Semantic segmentation

Mask R-CNN은 RGB image에서 person, bicycle, car, bus, dog처럼 potentially dynamic or movable class를 pixel-wise로 segment한다. monocular/stereo에서는 이 semantic mask가 dynamic-content handling의 중심이며, 해당 영역에서는 ORB feature를 뽑지 않는다.

RGB-D multi-view geometry

RGB-D에서는 semantic mask만으로 부족하다. 책이나 의자처럼 class prior에는 없지만 실제로 움직이는 물체가 있을 수 있으므로, 이전 keyframe의 keypoint를 현재 frame으로 투영하고 projected depth와 observed depth의 차이를 확인한다.

Fig. 3. Multi-view geometry depth-change test.이전 keyframe의 point를 현재 frame으로 투영한 뒤, projected depth와 RGB-D observed depth의 차이가 threshold보다 크면 dynamic으로 본다.

Fig. 4. Geometry, deep learning, and combined segmentation.geometry는 semantic prior 밖의 움직임을 보완하고, deep learning은 a priori dynamic class를 안정적으로 잡는다. 결합 결과가 가장 균형적이다.

Geometry notation / threshold 세부 보기

Depth-change test

논문의 geometry test는 단순 frame-to-frame depth difference가 아니라, pose와 keyframe projection을 이용한 projected-observed depth comparison이다.

기호	의미	판정
$x$	previous keyframe의 keypoint	ORB-SLAM2 feature extractor에서 온 point
$x'$	현재 frame으로 projection된 위치	camera motion과 depth를 사용
$z_{proj}$ , $z'$	projected depth와 observed RGB-D depth	foreground dynamic object이면 $z' \ll z_{proj}$
$\Delta z = z_{proj} - z'$	projected-observed depth gap	$\Delta z > \tau_z$ 이면 dynamic

Implementation settings

논문은 threshold와 parallax guard를 명시해 geometry test가 naive depth difference로 흐르지 않게 한다.

항목	설정	의미
overlap keyframes	overlap이 큰 이전 keyframe 5개	정확도와 계산량 절충
parallax guard	$\alpha > 30^\circ$ 이면 무시	큰 시점 차이로 static object가 dynamic처럼 보이는 문제 완화
threshold	$\tau_z = 0.4\,\mathrm{m}$	30개 annotated TUM image에서 $0.7 \times \mathrm{Precision} + 0.3 \times \mathrm{Recall}$ 최대화
postprocess	border correction과 depth-image region growing	boundary artifact와 sparse keypoint 판정 보완

Tracking, mapping, and inpainting

segmentation mask가 준비되면 DynaSLAM은 static segment에서만 ORB feature를 추출한다. RGB-D inpainting은 이전 20개 keyframe의 RGB/depth를 현재 dynamic segment로 투영하는 방식이며, 관측된 적 없거나 valid depth가 없는 영역은 비워 둔다.
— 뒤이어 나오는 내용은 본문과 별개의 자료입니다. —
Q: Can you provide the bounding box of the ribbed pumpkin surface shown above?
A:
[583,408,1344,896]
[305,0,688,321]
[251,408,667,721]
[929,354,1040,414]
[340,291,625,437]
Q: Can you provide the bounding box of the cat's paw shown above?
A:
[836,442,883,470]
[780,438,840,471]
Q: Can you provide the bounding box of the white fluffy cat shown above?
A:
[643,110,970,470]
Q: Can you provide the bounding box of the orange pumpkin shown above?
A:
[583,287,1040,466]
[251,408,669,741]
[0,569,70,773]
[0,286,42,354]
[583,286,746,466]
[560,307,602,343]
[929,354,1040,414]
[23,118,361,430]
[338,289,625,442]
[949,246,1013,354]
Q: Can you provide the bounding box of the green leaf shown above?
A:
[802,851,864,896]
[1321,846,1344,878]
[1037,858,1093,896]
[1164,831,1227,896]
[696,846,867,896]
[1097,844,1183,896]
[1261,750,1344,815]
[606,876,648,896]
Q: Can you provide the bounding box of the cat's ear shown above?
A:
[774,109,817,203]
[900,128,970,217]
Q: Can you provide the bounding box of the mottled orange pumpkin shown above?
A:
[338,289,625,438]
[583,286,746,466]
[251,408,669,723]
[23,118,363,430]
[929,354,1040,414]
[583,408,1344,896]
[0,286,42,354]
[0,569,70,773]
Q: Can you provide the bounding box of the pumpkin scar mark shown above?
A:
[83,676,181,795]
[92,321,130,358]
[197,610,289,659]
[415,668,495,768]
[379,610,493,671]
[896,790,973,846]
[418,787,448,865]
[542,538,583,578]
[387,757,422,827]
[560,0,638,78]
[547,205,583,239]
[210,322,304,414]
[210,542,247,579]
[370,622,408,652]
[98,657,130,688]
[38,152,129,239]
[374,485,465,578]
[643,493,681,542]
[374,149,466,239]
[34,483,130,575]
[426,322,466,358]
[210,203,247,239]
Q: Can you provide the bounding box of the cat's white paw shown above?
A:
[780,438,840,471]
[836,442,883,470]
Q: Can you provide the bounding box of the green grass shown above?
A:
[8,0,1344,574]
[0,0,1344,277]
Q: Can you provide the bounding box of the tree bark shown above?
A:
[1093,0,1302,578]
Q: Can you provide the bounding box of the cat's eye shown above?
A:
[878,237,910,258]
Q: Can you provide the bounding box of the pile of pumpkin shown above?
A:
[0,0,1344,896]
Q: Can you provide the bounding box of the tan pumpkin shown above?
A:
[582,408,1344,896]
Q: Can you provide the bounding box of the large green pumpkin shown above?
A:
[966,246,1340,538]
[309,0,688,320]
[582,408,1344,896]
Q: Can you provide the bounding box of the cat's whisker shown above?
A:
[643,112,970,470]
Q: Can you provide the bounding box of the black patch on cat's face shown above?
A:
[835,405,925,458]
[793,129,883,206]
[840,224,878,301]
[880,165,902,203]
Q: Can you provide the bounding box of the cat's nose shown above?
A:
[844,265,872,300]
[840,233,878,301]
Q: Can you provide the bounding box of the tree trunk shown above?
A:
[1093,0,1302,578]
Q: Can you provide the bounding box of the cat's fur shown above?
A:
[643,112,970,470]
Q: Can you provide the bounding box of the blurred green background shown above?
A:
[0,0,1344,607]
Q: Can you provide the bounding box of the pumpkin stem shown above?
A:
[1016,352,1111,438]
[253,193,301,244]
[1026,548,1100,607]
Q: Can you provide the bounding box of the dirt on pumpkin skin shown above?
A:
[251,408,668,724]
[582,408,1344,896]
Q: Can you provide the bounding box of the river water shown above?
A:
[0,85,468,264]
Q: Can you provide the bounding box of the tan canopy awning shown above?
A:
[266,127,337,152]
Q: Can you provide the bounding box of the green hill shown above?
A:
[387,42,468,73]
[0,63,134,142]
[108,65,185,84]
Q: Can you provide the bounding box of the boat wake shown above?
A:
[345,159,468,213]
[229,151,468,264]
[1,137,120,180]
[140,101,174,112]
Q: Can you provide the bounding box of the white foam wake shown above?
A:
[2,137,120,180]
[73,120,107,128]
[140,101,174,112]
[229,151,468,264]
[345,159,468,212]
Fig. 5. Background inpainting result.동적 객체를 제거한 뒤 RGB와 depth background를 이전 관측으로 채워 static scene처럼 사용할 수 있는 frame을 만든다.

Fig. 6. RGB-D DynaSLAM(N+G+BI) block diagram.N+G+BI는 segmentation과 geometry 뒤 background inpainting을 tracking/mapping 앞에 배치한 실험 variant다.

Static map construction

inpainting은 시각적으로 깨끗한 output뿐 아니라, 장기적으로 재사용할 static map을 만들기 위한 장치다.

과정	입력	효과
Feature suppression	dynamic segmentation mask	moving-object feature를 tracking에서 제외
Map filtering	static-region keypoints/depth	동적 객체가 3D map에 남지 않음
Background inpainting	previous keyframe RGB-D projection	occluded static background 복원

Evidence: 어떤 sensor와 dataset에서 검증했나

평가는 DynaSLAM이 dynamic scene에서 tracking을 안정화하는지, static map을 남기는지, 그리고 그 대가로 어떤 runtime cost를 치르는지 확인한다. dataset 이름보다 먼저 검증하는 claim을 중심으로 보면 흐름이 선명하다.

Evaluation Evidence

핵심 평가는 TUM/KITTI tracking robustness이고, ablation과 timing은 설계 타당성을 보조한다.

핵심 평가

평가 축	근거	확인할 것
TUM RGB-D dynamic scenes	Table I-III, Fig. 7	walking sequence에서 동적 객체 처리가 가장 크게 도움N+G는 semantic과 geometry가 서로 보완하고, RGB-D dynamic SLAM 비교에서 강한 성능을 보인다.
KITTI monocular/stereo	Table V-VI	moving vehicle이 많은 sequence에서는 도움parked vehicle이 많은 sequence에서는 useful static feature를 제거해 정확도가 낮아질 수 있다.

보조 근거

근거 축	근거	확인할 것
Ablation	Table I, Fig. 6	N, G, N+G, N+G+BI의 역할 분리BI는 map/output 품질에는 중요하지만, tracking 앞에 넣으면 어려운 pose sequence에서 손해가 날 수 있다.
Runtime	Table VII	real-time 최적화는 아님Mask R-CNN, region growing 기반 geometry, inpainting이 주요 병목이다.

Representative Evidence

논문 결과는 “항상 더 정확하다”가 아니라, dynamic content가 실제로 tracking/map을 오염시키는 조건에서 DynaSLAM이 강해진다는 쪽에 가깝다.

TUM RGB-D

moving people이 많은 high-dynamic sequence에서 improvement가 가장 분명.

KITTI

모든 차량이 움직이는 sequence에서는 도움, parked car가 많은 경우에는 손해 가능.

Static map

정확도 외에도 structural object만 남는 reusable map이 주요 claim.

Runtime

online 가능성을 보이지만, real-time optimized system은 아님.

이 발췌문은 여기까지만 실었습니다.